Hi Debezium Team,
I'm running Debezium Engine for MySQL in a large-scale environment and experiencing severe performance issues. Looking for guidance on optimization.
Environment Setup
Debezium Engine (not Kafka Connect)
Scale: ~150 databases × ~400 tables = 58,000-60,000 total tables
Started from old binlog position (catching up on backlog)

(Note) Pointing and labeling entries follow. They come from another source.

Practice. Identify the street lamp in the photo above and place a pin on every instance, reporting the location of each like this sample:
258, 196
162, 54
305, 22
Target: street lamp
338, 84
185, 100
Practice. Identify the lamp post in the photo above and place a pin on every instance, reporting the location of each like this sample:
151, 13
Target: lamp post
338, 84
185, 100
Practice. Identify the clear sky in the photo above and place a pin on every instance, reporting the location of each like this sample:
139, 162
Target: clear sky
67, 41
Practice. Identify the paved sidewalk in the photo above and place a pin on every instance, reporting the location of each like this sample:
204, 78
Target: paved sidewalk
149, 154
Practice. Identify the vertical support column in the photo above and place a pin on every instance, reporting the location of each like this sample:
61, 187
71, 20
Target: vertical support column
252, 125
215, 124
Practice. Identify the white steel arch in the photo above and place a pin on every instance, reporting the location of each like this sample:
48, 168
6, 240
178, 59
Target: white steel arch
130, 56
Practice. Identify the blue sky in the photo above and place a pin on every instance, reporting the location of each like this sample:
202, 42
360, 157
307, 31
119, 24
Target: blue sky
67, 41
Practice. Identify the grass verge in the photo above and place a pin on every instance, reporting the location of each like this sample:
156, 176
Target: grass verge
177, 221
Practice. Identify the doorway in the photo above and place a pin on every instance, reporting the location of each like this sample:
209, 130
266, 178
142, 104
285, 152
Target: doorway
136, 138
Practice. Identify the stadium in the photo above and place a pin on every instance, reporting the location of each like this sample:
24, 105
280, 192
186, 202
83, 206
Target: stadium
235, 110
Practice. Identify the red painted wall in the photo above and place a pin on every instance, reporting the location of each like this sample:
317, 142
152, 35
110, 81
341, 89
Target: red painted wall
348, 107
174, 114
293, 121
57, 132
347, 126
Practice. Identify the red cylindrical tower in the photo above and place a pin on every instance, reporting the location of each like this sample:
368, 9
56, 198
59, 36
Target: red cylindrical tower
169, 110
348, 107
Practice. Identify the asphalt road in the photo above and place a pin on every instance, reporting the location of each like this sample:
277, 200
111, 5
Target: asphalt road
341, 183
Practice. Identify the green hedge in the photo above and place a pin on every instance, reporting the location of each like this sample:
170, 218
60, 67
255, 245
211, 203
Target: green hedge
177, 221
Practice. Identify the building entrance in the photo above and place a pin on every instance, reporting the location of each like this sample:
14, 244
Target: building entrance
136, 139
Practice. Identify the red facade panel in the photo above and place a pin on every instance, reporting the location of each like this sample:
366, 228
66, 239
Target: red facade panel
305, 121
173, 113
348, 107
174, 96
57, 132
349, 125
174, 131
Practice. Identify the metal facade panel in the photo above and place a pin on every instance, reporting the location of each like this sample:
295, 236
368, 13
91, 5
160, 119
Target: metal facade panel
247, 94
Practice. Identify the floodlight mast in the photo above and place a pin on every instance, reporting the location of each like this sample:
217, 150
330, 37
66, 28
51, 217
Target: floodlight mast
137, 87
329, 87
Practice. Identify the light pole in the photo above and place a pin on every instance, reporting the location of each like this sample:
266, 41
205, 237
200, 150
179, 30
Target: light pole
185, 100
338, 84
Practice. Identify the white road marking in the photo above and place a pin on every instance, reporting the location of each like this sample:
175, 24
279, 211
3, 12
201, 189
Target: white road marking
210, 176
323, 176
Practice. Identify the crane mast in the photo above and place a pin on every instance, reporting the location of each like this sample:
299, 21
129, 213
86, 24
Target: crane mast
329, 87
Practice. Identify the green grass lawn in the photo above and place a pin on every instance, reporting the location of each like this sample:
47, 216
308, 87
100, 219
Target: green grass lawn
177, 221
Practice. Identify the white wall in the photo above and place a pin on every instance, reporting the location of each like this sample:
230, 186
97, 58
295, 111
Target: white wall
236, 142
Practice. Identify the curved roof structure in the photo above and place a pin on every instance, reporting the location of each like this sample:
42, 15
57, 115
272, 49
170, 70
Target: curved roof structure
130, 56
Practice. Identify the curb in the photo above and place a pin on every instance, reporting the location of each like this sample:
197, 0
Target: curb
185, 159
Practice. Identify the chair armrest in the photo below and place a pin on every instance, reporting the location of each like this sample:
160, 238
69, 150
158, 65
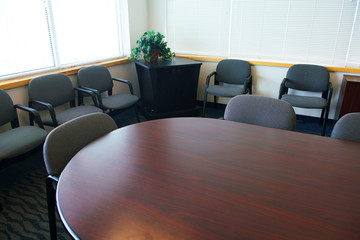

Current throughput: Only 500-600 records/second
Problem: At this rate, unable to catch up with ongoing database changes
Configuration
Kafka Producer Settings
properties
linger.ms=15
batch.size=32768
retries=5
delivery.timeout.ms=160000
request.timeout.ms=30000
# Serialization
key.serializer=org.apache.kafka.common.serialization.StringSerializer
value.serializer=org.apache.kafka.common.serialization.StringSerializer
# SASL/Security
sasl_enable=true
security.protocol=SASL_PLAINTEXT
sasl.mechanism=PLAIN
Debezium Engine Settings
properties# Connector
connector.class=io.debezium.connector.mysql.MySqlConnector
topic.prefix=prod
# Snapshot
snapshot.mode=no_data
snapshot.locking.mode=none
# Batching
max.batch.size=600
max.queue.size=2400
# Offset Storage
offset.storage=org.apache.kafka.connect.storage.KafkaOffsetBackingStore
offset.storage.replication.factor=3
offset.storage.partitions=1
offset.flush.interval.ms=0
offset.flush.timeout.ms=10000
offset.storage.topic.producer.acks=1
# Schema History
schema.history.internal.producer.acks=1
schema.history.internal.recover.from.snapshot=true
schema.history.internal.kafka.recovery.poll.interval.ms=10000000
database.history.store.only.captured.tables.ddl=true
# Data Handling
decimal.handling.mode=double
include.schema.changes=true
# Converters
key.converter=org.apache.kafka.connect.json.JsonConverter
value.converter=org.apache.kafka.connect.json.JsonConverter
key.converter.schemas.enable=false
value.converter.schemas.enable=false
converter.schemas.enable=false
# Heartbeat & Partitioning
heartbeat.interval.ms=30000
enable.custom.partitioner=true
partitioner.class=com.pe.dataplatform.common.utils.kafkawriter.KafkaCustomPartitioner
# Timeouts
consumer.request.timeout.ms=30000
producer.request.timeout.ms=30000
Questions
right now it is not able to catch up with ongoing database changes, is there way to increase this throughput ?
we were using maxwell previously, and it was able to process 3k to 5k records per second.
are we missing anything from the configuration part?